Friday, December 9, 2011

I was there when you were born


The day of her birth, it was snowing with small and rare flakes. Her father drove me to the hospital and left me there and he carried on for the school pick up. I slowly crossed the street, worrying that I'll dampen my stuff in the carry-on. It was a gray and melancholic midday.
Her name means God had mercy or God's gift, Yahveh hannah. She'll be four soon. She's spoilt. She's bright. She's strawberry blond as opposed to her dark hair dark eyes mother. She's lithe. She can naturally sing and dance, as opposed to her mother. At bedtime she prefers quizzes over stories. She's fluent in two languages and speaks fairly well German and English. She can write and read some. She has a great sense of colour. She knows how to push people's buttons. She's sensitive and witty. She has an amazing sense of conversation. She's so much a woman it takes my breath away. She wakes up with a wonderful smile, like a creature of the woods and the fresh lakes in the mountains. Sometimes, I honestly expect her to turn up with green leaves in her hair, as if she's come from some fairies. She's ticklish. She's like a small tabby, always ready to be given a cuddle. She likes me to lift her on the kitchen counter and wants to help. And then she asks for a reward and a surprise. She's leading her brothers by their noses. And her father. And her mother. She can measure precisely everyone's inner force and adjusts her behaviour accordingly. Sometimes she's the small creature of the woods and sometimes she's the epitome of sophistication and civilisation. I still perceive har as the ultimate undeserved gift: the gift of life. Das Ewig Weibliche.

Friday, November 18, 2011

As of today, everyday


Sometimes I'm so happy that my heart is bursting. Other times I'm so depressed that I feel like I'm living in a sea of cold, old suet. And sometimes I'm at peace with my life.

I have been thinking a lot about feelings and responsability. As in, if one loves someone, is this ensuing any responsibilities? And I'm not talking about children, of course. But, actually, what does a marriage means. No, not about the fact that the sparkles have a very short shelf life.

What does "I love you" has in its wake? Why should it have anything? What does the "I do" stand for? What do I expect from myself in this cat cradle? And from the other one who's implicated?

The only thing that's clear, at the moment, for me, is that I'm grateful we had children so unconsciously fast, and a lot of them for that matter. What they are giving every day, what they are teaching me every day is so heavy in substance that it makes me reflect on a lot of things from a new perspective.

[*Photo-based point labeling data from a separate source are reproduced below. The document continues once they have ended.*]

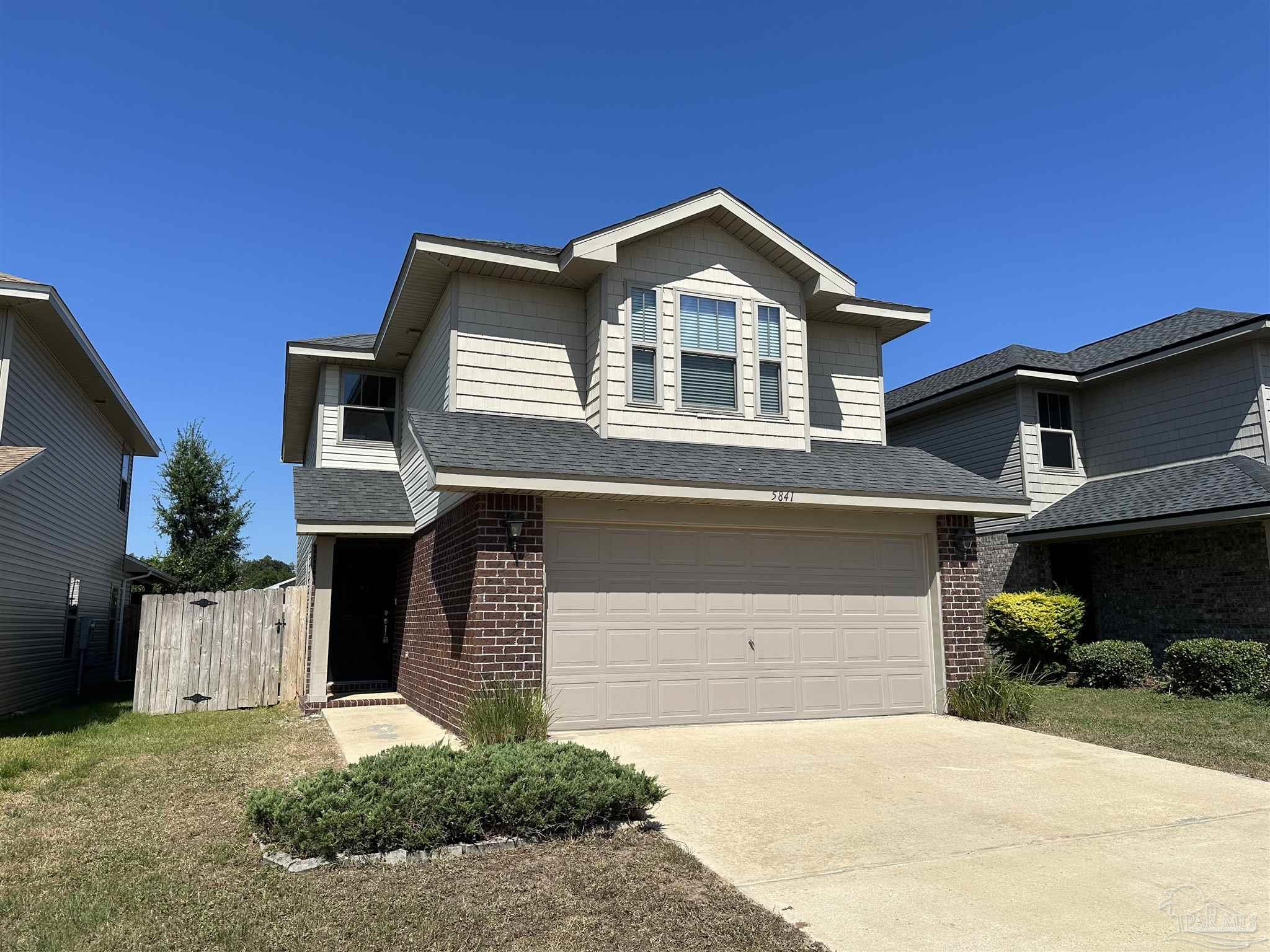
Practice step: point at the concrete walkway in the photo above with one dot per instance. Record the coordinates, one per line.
(368, 730)
(933, 833)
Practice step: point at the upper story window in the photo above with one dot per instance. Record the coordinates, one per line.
(125, 479)
(368, 408)
(1057, 439)
(708, 353)
(643, 346)
(771, 399)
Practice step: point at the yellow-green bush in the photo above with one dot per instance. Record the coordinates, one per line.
(1034, 628)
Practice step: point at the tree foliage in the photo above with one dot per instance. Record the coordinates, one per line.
(200, 508)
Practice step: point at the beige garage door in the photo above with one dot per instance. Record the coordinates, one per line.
(665, 625)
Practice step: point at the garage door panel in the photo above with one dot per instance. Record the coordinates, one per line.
(673, 626)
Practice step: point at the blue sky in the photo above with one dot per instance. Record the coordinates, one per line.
(203, 182)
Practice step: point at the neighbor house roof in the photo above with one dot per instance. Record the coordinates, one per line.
(1140, 342)
(43, 310)
(351, 496)
(1210, 488)
(528, 447)
(13, 457)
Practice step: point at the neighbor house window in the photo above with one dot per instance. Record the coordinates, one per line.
(125, 480)
(708, 353)
(1057, 439)
(71, 615)
(370, 407)
(769, 334)
(643, 334)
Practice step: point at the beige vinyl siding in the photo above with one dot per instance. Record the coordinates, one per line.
(596, 333)
(981, 436)
(845, 382)
(426, 386)
(520, 348)
(59, 518)
(351, 455)
(1178, 410)
(700, 258)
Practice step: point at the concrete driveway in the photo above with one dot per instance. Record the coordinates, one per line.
(933, 833)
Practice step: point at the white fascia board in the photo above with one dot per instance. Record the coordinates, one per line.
(353, 528)
(47, 293)
(329, 353)
(466, 482)
(1140, 526)
(700, 205)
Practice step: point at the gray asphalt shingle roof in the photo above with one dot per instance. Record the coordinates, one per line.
(1140, 342)
(541, 447)
(1212, 485)
(358, 342)
(327, 494)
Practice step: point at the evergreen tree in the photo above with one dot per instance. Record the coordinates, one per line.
(200, 508)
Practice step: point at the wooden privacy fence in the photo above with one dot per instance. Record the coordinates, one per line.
(221, 650)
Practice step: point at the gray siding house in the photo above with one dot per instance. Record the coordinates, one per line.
(68, 437)
(647, 469)
(1145, 459)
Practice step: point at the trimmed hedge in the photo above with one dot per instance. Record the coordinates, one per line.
(995, 694)
(1034, 628)
(414, 798)
(1208, 667)
(1112, 664)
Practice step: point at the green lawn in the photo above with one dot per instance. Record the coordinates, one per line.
(1226, 735)
(126, 832)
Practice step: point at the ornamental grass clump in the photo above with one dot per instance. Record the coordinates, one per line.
(1034, 630)
(415, 798)
(995, 694)
(506, 712)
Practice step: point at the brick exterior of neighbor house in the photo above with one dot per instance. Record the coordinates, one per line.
(469, 610)
(961, 597)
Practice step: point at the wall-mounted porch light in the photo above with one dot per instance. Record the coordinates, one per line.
(515, 523)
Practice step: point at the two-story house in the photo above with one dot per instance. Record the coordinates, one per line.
(1145, 459)
(648, 470)
(68, 437)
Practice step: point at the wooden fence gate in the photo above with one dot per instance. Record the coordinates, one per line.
(221, 650)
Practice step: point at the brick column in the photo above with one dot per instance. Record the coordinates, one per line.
(469, 610)
(961, 599)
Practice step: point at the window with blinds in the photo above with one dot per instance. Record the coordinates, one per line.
(708, 353)
(643, 346)
(768, 335)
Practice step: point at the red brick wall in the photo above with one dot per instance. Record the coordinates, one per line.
(961, 599)
(469, 610)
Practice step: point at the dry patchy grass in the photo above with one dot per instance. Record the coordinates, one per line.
(126, 832)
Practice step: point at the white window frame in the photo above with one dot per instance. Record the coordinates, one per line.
(1071, 433)
(780, 361)
(701, 410)
(655, 347)
(395, 410)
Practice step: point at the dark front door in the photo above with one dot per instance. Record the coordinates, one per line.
(361, 611)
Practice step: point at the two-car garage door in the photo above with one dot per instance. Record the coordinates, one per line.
(671, 625)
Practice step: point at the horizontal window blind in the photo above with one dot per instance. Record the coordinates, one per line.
(769, 332)
(644, 315)
(708, 381)
(643, 375)
(770, 387)
(706, 324)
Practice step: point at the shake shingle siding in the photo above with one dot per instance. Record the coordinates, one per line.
(60, 518)
(1183, 410)
(981, 436)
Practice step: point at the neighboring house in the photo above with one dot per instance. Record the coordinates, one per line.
(1145, 457)
(68, 436)
(648, 470)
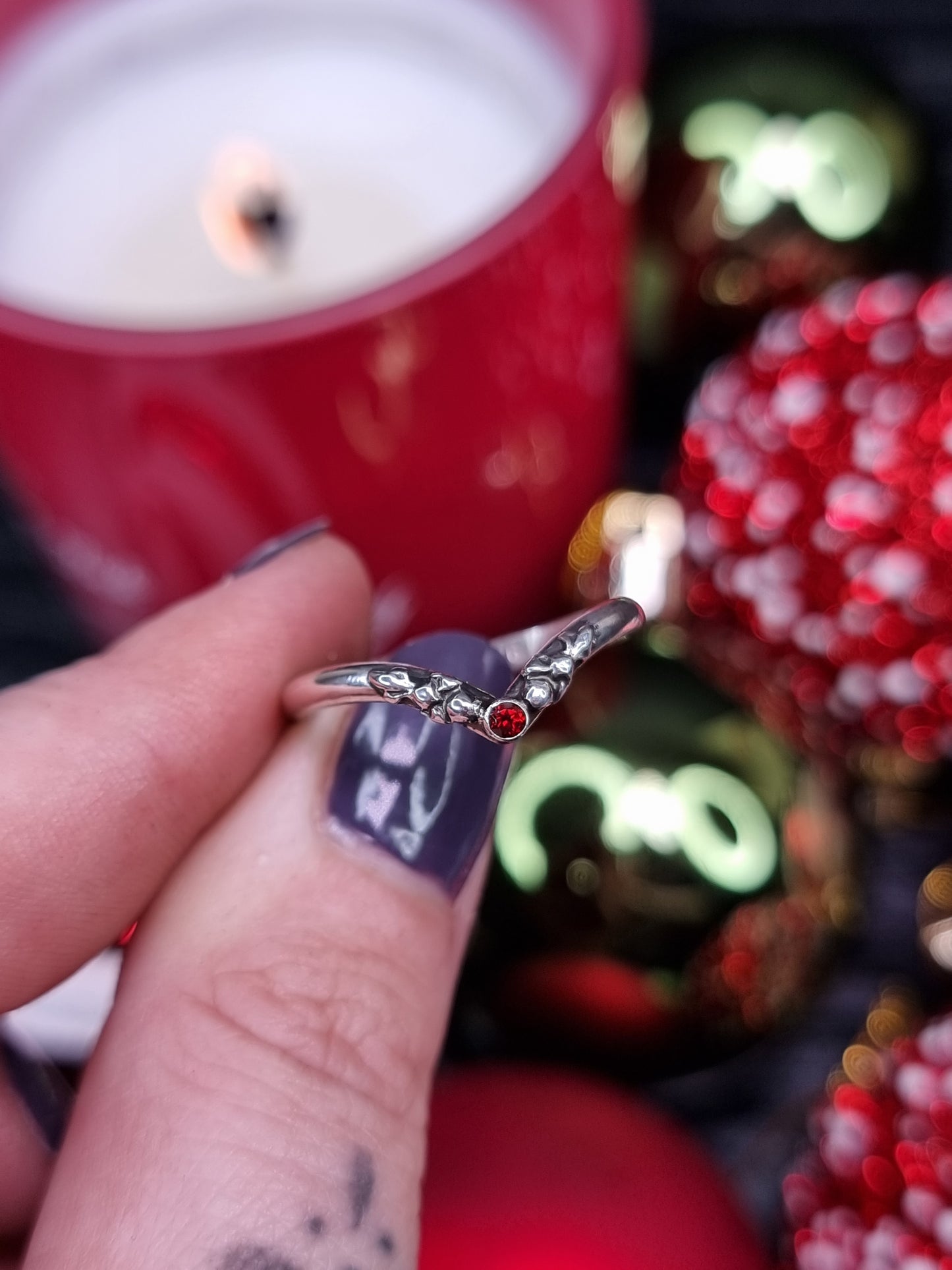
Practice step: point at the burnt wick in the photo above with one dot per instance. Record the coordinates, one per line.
(266, 217)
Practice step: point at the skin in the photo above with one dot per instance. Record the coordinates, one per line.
(258, 1100)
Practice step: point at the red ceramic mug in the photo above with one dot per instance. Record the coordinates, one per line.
(455, 424)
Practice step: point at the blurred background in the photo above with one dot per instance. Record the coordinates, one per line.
(693, 346)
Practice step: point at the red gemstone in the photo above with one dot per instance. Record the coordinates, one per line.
(507, 720)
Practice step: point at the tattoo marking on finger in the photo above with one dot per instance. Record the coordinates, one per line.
(256, 1256)
(361, 1188)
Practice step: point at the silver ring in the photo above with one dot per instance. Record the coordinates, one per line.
(545, 657)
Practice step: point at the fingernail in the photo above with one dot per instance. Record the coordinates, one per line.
(426, 792)
(41, 1089)
(275, 548)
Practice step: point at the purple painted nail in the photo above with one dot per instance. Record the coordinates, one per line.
(277, 546)
(426, 792)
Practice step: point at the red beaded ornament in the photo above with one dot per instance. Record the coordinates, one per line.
(816, 478)
(876, 1194)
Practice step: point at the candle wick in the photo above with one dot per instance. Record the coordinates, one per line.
(266, 217)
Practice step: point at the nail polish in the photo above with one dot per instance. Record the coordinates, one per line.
(42, 1091)
(273, 548)
(426, 792)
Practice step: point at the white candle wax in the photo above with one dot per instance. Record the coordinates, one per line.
(399, 129)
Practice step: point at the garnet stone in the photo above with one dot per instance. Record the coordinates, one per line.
(505, 720)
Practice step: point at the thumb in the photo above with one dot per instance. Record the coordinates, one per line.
(260, 1097)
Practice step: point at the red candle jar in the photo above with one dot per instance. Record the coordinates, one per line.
(453, 423)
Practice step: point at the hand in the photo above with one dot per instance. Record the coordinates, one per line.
(258, 1100)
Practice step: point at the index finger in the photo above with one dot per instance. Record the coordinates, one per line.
(112, 767)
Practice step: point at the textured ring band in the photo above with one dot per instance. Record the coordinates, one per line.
(544, 676)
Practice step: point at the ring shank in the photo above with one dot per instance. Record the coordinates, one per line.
(352, 683)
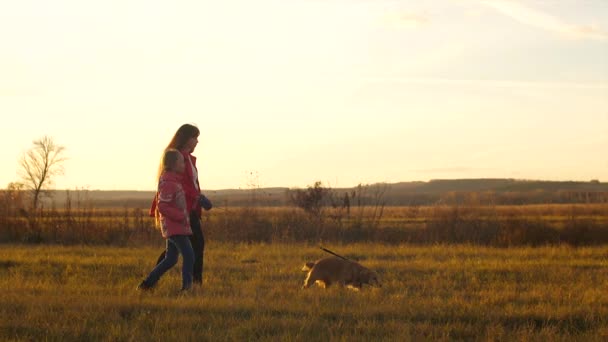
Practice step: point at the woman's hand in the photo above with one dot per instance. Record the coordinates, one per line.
(204, 202)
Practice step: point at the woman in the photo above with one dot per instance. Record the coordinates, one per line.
(185, 141)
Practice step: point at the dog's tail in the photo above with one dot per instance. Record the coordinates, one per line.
(308, 266)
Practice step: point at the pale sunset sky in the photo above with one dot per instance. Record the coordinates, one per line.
(288, 92)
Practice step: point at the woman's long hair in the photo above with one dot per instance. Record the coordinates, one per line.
(179, 140)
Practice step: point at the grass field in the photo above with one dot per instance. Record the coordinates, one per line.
(252, 292)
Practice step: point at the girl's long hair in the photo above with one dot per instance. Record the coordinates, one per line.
(179, 140)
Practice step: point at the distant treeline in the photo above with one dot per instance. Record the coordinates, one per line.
(458, 191)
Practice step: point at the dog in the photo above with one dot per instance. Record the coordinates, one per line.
(333, 270)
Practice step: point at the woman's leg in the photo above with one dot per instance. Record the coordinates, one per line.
(169, 261)
(185, 248)
(198, 246)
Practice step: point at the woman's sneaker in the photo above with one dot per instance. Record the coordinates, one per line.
(143, 286)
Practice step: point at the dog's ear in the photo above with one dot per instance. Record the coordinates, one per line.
(308, 266)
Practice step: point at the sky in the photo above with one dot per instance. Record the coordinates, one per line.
(289, 92)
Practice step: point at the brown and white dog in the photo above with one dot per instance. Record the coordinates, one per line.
(333, 270)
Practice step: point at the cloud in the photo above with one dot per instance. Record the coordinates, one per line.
(545, 21)
(404, 19)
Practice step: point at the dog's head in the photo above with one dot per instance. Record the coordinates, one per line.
(370, 277)
(308, 266)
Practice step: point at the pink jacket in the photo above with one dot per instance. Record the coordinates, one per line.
(190, 191)
(171, 201)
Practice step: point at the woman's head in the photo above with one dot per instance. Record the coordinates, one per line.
(173, 161)
(185, 139)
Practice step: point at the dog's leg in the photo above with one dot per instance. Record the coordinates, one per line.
(309, 280)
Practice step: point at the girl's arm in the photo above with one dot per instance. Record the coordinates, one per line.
(166, 203)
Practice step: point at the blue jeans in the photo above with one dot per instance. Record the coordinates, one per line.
(176, 244)
(197, 239)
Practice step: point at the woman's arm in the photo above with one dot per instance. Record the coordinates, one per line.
(167, 204)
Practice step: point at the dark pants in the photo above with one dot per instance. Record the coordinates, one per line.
(198, 246)
(177, 244)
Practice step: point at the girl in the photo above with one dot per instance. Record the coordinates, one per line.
(171, 211)
(185, 141)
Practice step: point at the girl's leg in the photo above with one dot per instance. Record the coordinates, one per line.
(198, 246)
(185, 248)
(169, 261)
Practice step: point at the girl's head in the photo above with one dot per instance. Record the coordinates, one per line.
(173, 161)
(185, 139)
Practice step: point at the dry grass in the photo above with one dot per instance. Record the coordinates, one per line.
(252, 292)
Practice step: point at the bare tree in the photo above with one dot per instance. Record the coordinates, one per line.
(39, 165)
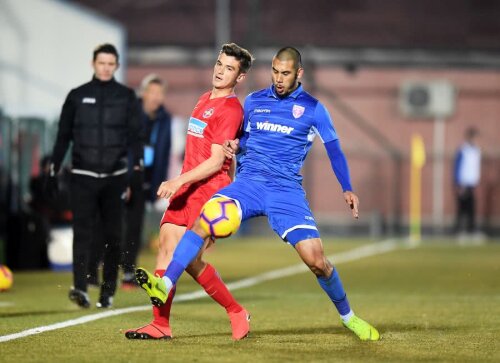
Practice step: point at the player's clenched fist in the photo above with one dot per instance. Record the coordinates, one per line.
(230, 148)
(168, 188)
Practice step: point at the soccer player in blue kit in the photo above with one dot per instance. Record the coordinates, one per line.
(280, 124)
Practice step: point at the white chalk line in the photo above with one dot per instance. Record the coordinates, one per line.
(338, 258)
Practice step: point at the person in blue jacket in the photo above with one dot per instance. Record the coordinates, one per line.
(157, 131)
(280, 124)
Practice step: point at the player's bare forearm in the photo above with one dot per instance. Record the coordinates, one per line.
(352, 201)
(232, 170)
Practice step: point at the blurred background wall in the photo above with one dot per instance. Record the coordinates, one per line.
(377, 68)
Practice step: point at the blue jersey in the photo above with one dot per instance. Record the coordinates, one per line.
(279, 133)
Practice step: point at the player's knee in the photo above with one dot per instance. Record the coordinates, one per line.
(320, 266)
(196, 267)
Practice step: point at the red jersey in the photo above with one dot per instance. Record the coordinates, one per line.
(212, 122)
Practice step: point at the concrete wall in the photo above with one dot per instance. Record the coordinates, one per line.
(45, 50)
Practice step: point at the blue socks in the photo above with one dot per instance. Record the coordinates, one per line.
(187, 249)
(335, 291)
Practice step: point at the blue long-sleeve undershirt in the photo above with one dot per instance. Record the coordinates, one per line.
(339, 164)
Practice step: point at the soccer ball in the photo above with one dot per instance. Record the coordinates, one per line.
(220, 217)
(6, 278)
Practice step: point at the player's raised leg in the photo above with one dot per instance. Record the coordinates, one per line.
(159, 328)
(311, 252)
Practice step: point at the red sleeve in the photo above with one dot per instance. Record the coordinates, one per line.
(228, 124)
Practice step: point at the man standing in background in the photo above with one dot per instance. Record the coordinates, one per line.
(101, 121)
(157, 130)
(467, 173)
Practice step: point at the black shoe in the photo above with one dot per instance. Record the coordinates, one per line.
(79, 297)
(105, 302)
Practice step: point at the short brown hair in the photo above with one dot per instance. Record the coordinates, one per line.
(241, 54)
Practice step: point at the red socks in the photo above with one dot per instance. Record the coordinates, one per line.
(214, 286)
(162, 314)
(210, 280)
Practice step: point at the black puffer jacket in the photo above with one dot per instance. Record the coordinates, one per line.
(102, 121)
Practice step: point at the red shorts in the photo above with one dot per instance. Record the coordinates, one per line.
(185, 205)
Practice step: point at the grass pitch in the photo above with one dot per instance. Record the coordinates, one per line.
(436, 302)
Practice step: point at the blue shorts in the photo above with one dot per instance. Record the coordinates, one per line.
(286, 207)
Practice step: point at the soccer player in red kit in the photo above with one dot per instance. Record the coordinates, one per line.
(216, 117)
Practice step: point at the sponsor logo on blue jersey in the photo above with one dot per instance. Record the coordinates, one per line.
(196, 127)
(268, 126)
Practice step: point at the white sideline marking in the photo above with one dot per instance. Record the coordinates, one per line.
(338, 258)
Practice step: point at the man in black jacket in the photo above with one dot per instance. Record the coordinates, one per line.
(101, 119)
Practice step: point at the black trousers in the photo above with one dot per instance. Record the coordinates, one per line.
(134, 221)
(94, 199)
(466, 210)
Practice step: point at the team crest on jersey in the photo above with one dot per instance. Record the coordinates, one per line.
(298, 111)
(208, 112)
(196, 127)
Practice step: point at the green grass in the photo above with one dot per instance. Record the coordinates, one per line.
(437, 302)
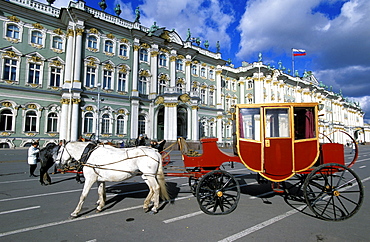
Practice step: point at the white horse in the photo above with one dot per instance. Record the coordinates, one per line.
(107, 163)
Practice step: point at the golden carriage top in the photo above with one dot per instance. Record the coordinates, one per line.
(277, 139)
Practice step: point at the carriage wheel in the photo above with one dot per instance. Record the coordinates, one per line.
(333, 192)
(193, 183)
(218, 193)
(165, 158)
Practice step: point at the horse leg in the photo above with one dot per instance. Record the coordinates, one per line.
(85, 191)
(153, 195)
(102, 196)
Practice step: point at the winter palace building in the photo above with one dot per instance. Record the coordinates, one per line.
(81, 72)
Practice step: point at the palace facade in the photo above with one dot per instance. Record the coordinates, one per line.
(80, 72)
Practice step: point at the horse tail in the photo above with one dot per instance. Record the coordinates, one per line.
(162, 183)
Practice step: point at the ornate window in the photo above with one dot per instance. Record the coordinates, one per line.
(194, 70)
(179, 65)
(203, 72)
(10, 69)
(144, 55)
(57, 43)
(6, 120)
(123, 50)
(52, 122)
(121, 85)
(92, 42)
(162, 60)
(108, 47)
(105, 124)
(203, 96)
(36, 37)
(34, 73)
(55, 76)
(162, 86)
(211, 97)
(90, 77)
(141, 124)
(12, 31)
(120, 124)
(88, 123)
(142, 85)
(211, 75)
(30, 122)
(107, 79)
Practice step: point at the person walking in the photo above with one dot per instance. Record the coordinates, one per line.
(33, 153)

I wish I was less prudish, to be able to crack the door a little larger on things. Nothing happened, in fact, and in no way do I try to change the coordinates of my life. It's just… well, maybe I become older and somehow accept more the people as they are.

Tuesday, March 15, 2011

Redivivus!

Someone once said that the only person in the world that you can count on is you and only you.
I want to add that lonelier than this statement is the realisation that you are the only one there for your child/ren. If possible, with the eventual partner to face against. And that there's no acknowledgement whatsoever. Whatever.